- Location: Fez, Morocco
- Years active: 1994–present
- Website: fesfestival.com

= Fez Festival of World Sacred Music =

Annual music festival held in Fez, Morocco

The Fez Festival of World Sacred Music (Festival des Musiques Sacrées du Monde) is an annual music festival that is held for a week in Fez, Morocco. It was first held in 1994 and usually held over 10 days in early June. The festival includes concerts, debates, and joint performances of Muslim and Christian devotional music from artists from all over the world.

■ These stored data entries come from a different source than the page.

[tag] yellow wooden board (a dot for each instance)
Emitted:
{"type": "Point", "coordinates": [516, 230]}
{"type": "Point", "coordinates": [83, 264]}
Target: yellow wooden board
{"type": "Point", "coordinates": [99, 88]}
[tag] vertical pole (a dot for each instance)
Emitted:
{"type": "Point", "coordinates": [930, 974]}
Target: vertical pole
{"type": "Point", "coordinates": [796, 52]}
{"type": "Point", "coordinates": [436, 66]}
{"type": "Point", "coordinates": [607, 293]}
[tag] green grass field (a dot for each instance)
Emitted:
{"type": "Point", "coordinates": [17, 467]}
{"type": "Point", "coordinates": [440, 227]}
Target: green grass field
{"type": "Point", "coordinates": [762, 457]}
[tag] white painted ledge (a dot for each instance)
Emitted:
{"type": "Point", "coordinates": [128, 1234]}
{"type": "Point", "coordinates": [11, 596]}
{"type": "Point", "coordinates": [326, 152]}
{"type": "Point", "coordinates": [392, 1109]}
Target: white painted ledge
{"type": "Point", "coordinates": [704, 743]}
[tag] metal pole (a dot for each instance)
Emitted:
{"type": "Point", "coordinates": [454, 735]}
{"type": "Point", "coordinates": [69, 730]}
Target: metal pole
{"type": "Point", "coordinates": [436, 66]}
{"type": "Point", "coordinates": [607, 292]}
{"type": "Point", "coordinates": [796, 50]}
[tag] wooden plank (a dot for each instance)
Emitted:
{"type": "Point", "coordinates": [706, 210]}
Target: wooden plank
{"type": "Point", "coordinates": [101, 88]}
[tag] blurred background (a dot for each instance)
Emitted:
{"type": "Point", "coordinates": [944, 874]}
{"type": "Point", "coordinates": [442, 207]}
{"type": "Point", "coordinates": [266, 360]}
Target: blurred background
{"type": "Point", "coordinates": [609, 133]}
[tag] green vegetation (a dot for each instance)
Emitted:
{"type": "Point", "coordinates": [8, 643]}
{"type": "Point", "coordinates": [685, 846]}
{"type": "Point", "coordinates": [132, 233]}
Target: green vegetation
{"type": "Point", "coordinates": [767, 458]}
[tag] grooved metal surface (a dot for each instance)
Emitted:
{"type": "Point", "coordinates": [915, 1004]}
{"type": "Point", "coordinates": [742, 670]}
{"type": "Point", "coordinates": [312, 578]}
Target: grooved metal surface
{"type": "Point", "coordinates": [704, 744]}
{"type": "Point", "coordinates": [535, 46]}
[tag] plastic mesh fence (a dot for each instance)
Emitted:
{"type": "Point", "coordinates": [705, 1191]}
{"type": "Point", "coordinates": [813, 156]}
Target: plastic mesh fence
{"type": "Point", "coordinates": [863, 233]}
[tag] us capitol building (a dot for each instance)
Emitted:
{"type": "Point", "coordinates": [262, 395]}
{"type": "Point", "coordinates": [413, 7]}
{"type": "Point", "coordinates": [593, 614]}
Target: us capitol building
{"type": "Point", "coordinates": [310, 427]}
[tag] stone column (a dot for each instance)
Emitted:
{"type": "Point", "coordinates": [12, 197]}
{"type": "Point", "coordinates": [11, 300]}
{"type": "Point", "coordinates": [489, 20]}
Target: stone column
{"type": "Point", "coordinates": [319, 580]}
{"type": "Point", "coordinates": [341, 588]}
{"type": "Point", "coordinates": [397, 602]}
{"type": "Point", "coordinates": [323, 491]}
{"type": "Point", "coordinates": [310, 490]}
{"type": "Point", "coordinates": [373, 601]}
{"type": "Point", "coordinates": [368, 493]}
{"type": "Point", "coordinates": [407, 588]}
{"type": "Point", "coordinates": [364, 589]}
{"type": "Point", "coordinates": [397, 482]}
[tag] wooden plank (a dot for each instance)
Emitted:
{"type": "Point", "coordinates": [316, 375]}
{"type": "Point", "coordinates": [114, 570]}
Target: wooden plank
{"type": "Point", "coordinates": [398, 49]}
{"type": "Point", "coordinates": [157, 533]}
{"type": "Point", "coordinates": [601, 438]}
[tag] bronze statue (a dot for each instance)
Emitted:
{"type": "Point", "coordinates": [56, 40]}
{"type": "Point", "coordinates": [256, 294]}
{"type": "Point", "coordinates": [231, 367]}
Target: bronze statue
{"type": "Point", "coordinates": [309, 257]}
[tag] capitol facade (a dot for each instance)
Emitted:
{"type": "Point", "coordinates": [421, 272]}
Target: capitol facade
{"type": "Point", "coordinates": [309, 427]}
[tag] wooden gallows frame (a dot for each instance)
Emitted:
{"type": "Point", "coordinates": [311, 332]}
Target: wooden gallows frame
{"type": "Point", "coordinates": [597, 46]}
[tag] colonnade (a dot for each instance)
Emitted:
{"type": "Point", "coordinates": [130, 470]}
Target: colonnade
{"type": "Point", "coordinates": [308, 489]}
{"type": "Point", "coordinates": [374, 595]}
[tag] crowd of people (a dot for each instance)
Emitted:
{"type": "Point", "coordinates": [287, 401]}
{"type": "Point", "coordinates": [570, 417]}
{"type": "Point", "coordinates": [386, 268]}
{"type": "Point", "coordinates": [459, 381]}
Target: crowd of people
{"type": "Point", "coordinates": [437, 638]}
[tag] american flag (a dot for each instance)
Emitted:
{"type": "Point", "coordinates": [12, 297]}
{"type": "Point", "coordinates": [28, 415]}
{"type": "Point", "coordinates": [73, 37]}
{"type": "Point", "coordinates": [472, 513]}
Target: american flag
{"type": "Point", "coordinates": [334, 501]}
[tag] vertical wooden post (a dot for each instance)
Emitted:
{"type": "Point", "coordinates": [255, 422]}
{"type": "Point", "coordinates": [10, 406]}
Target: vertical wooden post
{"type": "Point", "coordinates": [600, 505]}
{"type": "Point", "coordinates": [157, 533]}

According to Fawzi Sakkali, the former president of the festival, the goal of the event is to highlight Islam's multifaceted nature as a civilization encompassing philosophy, art, urbanism, architecture, and humanism. Furthermore, the festival seeks to foster dialogue between Western and North African scholars, artists, and writers on diverse topics related to the intersection of spirituality, society, and artistic expression and to promote better understanding between cultures and faiths through exposure to sacred music.

== History ==
The Fez Festival of World Sacred Music was established in 1994 by Faouzi Skali, a philanthropist and the president of the Spirit of Fez Foundation, with the goal of promoting unity among individuals of all races and religions through spiritual and humanitarian values, inspired by Andalusian principles. Skali believed that music, being a universal language, has the power to communicate with people from all walks of life.

The festival was canceled in 2020 and 2021 due to the COVID-19 pandemic.

In 2022, allegations arose against the festival organizers for allegedly barring the participation Tibetan musician Loten Namling following purported influence from the Chinese government. Namling, an activist and political refugee who resides in Switzerland, initially received an invitation to perform at the festival's opening event but subsequently received notice that his invitation had been revoked. It is suspected that the Chinese Embassy in Morocco may have intervened with the Moroccan Ministry of Foreign Affairs to prevent Namling from obtaining a visa.

Over the years, the festival has showcased artists such as Patti Smith, Kadim Al-Sahir, Youssou N'Dour, Sami Yusuf, Salif Keita, Ravi Shankar, Miriam Makeba, Björk, Joan Baez and Masters of Persian Music.